American painter Chuck Close is among the most successful living artists today. His photorealist paintings, most of which are portraits of himself and close friends, often from the art world, present his sitters through meticulously rendered imagery on a surprisingly large scale. His works encourage viewers to confront identity and the paradox of familiarity and mystery of human connections.
Close was born in Monroe, Washington, with a neuromuscular disorder and dyslexia; the combination of physical and learning disabilities made schooling complicated. His prosopagnosia, also known as face blindness, makes it impossible for him to recognize or remember faces, perhaps an early impetus to produce portraits. Close received his BA from the University of Washington, and his MFA from the Yale School of Art, where he studied with Richard Serra, Janet Fish, Jennifer Bartlett, Robert Mangold and a number of other artists from his generation, many of whom populate his portraits. Over time, he began to experiment with grid structures within his paintings, using rectangles of mediated color; when seen from afar, the grid becomes a clear image of the sitter, an evolution of Seurat’s experimentation and development of Pointillism. In 1988, Close sustained a seizure and damage to his spinal artery which left him paralyzed and bound to a wheelchair. He continues to work using a brush strapped to the arm of his chair, and a device that allows him to control the movement of his canvas.

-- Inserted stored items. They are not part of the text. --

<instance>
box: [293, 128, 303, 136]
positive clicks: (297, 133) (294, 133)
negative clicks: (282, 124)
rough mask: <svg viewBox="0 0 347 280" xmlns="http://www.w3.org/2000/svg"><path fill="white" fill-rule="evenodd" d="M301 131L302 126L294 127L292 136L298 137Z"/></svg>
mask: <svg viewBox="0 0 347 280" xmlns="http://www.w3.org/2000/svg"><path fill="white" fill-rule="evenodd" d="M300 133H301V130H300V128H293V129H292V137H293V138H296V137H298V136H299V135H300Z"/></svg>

Close received the New York State Governor’s Art Award in 1997 and the National Medal of Arts from President Clinton in 2000. In 2010 President Obama appointed him to the President’s Committee on the Arts and Humanities, from which he resigned in 2017, with a letter signed by many of the committee’s members addressed to Donald Trump, “ignoring your hateful rhetoric would have made us complicit in your words and actions.” He has been the subject of over 150 solo exhibitions in addition to retrospectives at major museums around the world including at the Reina Sofia, Madrid; the Schack Art Center, Washington; and the Museum of Modern Art, New York – a show curated by Kirk Varnedoe. His works have sold for impressive prices, including Phil, which sold for $3.2 million, and John for $4.8 million, both at Sotheby’s. His works can be found at major international museums including Centre Pompidou, Paris; the Tate Modern, London; and the Walker Art Center, Minneapolis.